The pyrazole compound LQFM-021 exhibits vasorelaxant, antinociceptive and anti-inflammatory activities. Furthermore, it has low toxicity, indicating that this compound may be considered to be a good prototype for the development of new analgesic/anti-inflammatory drugs. Therefore, the aim of this study was to investigate the potential anti-inflammatory activity of LQFM-021 using a model of carrageenan-induced inflammation as well as the mechanism of action and role of nitric oxide in this effect. Acute treatments with LQFM-021 (30 and 60 mg/kg p.o.) reduced paw edema formation dose-dependently 2 h after carrageenan injection. In the carrageenan-induced pleurisy test, LQFM-021 (30 mg/kg p.o.) reduced the leukocyte (polymorphonuclear) count in the pleural cavity, as well as decreased protein extravasation and myeloperoxidase activity. This dose of LQFM-021 increased the NO (nitrite/nitrate) and IL-4 levels and decreased the TNF-α and IL-1β levels in the pleural cavity. Moreover, pre-treatment with L-NAME reversed the effect of LQFM-021 on NO, leukocyte migration, and the TNF-α and IL-1β levels.
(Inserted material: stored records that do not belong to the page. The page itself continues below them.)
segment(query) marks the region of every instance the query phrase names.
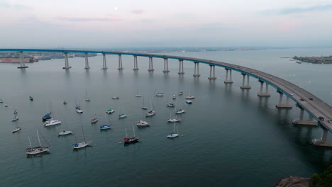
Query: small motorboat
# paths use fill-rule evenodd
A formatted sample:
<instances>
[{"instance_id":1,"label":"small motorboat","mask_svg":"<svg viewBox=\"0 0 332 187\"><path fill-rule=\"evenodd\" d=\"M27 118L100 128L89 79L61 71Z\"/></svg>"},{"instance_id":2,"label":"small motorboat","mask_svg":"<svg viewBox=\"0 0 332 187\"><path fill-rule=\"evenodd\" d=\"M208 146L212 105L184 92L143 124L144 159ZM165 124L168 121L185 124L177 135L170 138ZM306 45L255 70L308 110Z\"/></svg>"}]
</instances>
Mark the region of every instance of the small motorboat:
<instances>
[{"instance_id":1,"label":"small motorboat","mask_svg":"<svg viewBox=\"0 0 332 187\"><path fill-rule=\"evenodd\" d=\"M148 123L148 122L146 121L143 121L143 120L139 120L137 123L136 123L136 126L149 126L149 123Z\"/></svg>"},{"instance_id":2,"label":"small motorboat","mask_svg":"<svg viewBox=\"0 0 332 187\"><path fill-rule=\"evenodd\" d=\"M145 115L146 117L149 117L149 116L152 116L153 115L155 114L155 111L153 111L153 110L150 110L149 112L148 112Z\"/></svg>"},{"instance_id":3,"label":"small motorboat","mask_svg":"<svg viewBox=\"0 0 332 187\"><path fill-rule=\"evenodd\" d=\"M72 134L72 132L70 130L64 130L60 132L59 132L58 135L59 136L64 136L64 135L71 135Z\"/></svg>"},{"instance_id":4,"label":"small motorboat","mask_svg":"<svg viewBox=\"0 0 332 187\"><path fill-rule=\"evenodd\" d=\"M16 128L14 130L13 130L11 131L11 132L15 133L15 132L18 132L18 131L20 130L21 130L21 128L20 128L20 127L17 127L17 128Z\"/></svg>"},{"instance_id":5,"label":"small motorboat","mask_svg":"<svg viewBox=\"0 0 332 187\"><path fill-rule=\"evenodd\" d=\"M114 112L115 112L114 110L113 110L112 108L109 108L109 110L107 110L106 113L112 113Z\"/></svg>"},{"instance_id":6,"label":"small motorboat","mask_svg":"<svg viewBox=\"0 0 332 187\"><path fill-rule=\"evenodd\" d=\"M175 113L176 114L179 114L179 113L184 113L185 110L182 110L182 109L179 109L177 110L177 112Z\"/></svg>"},{"instance_id":7,"label":"small motorboat","mask_svg":"<svg viewBox=\"0 0 332 187\"><path fill-rule=\"evenodd\" d=\"M60 120L50 119L50 120L48 120L45 123L44 123L44 126L49 127L49 126L59 125L59 124L61 124Z\"/></svg>"}]
</instances>

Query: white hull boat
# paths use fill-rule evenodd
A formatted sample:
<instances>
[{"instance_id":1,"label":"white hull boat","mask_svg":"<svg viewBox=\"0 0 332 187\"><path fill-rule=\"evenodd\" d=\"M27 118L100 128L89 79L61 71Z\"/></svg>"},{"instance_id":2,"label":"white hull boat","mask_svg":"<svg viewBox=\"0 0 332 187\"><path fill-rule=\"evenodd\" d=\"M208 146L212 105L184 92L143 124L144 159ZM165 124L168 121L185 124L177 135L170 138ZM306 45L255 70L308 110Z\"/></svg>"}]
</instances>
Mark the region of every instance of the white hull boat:
<instances>
[{"instance_id":1,"label":"white hull boat","mask_svg":"<svg viewBox=\"0 0 332 187\"><path fill-rule=\"evenodd\" d=\"M48 127L48 126L52 126L52 125L59 125L61 124L61 121L59 120L48 120L45 123L44 123L44 126Z\"/></svg>"}]
</instances>

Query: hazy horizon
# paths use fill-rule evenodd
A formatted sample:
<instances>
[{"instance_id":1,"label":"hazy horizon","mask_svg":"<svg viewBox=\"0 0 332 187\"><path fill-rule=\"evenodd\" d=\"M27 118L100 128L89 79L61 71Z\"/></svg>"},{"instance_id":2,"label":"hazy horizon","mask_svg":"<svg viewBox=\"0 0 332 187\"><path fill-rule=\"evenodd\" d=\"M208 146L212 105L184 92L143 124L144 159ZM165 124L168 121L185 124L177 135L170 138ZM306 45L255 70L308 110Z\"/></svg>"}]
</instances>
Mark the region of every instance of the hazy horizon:
<instances>
[{"instance_id":1,"label":"hazy horizon","mask_svg":"<svg viewBox=\"0 0 332 187\"><path fill-rule=\"evenodd\" d=\"M0 1L1 48L332 46L332 2Z\"/></svg>"}]
</instances>

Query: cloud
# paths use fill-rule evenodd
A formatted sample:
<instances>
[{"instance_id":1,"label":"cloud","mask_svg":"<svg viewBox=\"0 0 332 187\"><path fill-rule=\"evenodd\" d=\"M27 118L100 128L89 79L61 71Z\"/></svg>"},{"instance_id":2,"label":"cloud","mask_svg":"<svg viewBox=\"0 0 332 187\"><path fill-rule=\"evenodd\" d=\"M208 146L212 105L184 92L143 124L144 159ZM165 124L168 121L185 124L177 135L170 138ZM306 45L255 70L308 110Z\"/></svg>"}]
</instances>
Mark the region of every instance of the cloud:
<instances>
[{"instance_id":1,"label":"cloud","mask_svg":"<svg viewBox=\"0 0 332 187\"><path fill-rule=\"evenodd\" d=\"M106 18L67 18L67 17L57 17L56 18L60 21L67 21L70 22L87 22L87 21L121 21L122 19L118 17L106 17Z\"/></svg>"},{"instance_id":2,"label":"cloud","mask_svg":"<svg viewBox=\"0 0 332 187\"><path fill-rule=\"evenodd\" d=\"M145 11L142 9L134 9L132 10L131 12L135 14L142 14L145 12Z\"/></svg>"},{"instance_id":3,"label":"cloud","mask_svg":"<svg viewBox=\"0 0 332 187\"><path fill-rule=\"evenodd\" d=\"M282 9L275 9L275 10L266 10L262 11L260 13L265 15L275 15L275 14L292 14L292 13L305 13L311 11L325 11L332 9L332 4L321 5L321 6L314 6L306 8L286 8Z\"/></svg>"}]
</instances>

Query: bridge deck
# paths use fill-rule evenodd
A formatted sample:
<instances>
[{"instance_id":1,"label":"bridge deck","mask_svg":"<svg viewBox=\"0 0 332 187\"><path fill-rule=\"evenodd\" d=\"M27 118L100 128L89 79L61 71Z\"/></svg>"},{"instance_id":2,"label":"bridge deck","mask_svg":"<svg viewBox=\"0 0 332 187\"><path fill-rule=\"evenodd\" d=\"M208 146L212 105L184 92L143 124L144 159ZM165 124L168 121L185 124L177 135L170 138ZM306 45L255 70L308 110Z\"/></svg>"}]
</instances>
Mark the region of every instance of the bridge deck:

Additionally, we observed that LQFM-021 showed weak inhibitory activity on cyclooxygenases, but reduced the PGE2 levels in the pleural cavity. Immunoblot analyses showed that LQFM-021 promoted a decrease in COX-2 levels and increase in iNOS levels. In conclusion, we demonstrated that LQFM-021 has marked anti-inflammatory activity by reducing polymorphonuclear recruitment, which is associated with the inhibition of the production of inflammatory cytokines and eicosanoids. In addition, we found that the synthase/release of nitric oxide promoted by LQFM-021 is essential for the anti-inflammatory effect observed.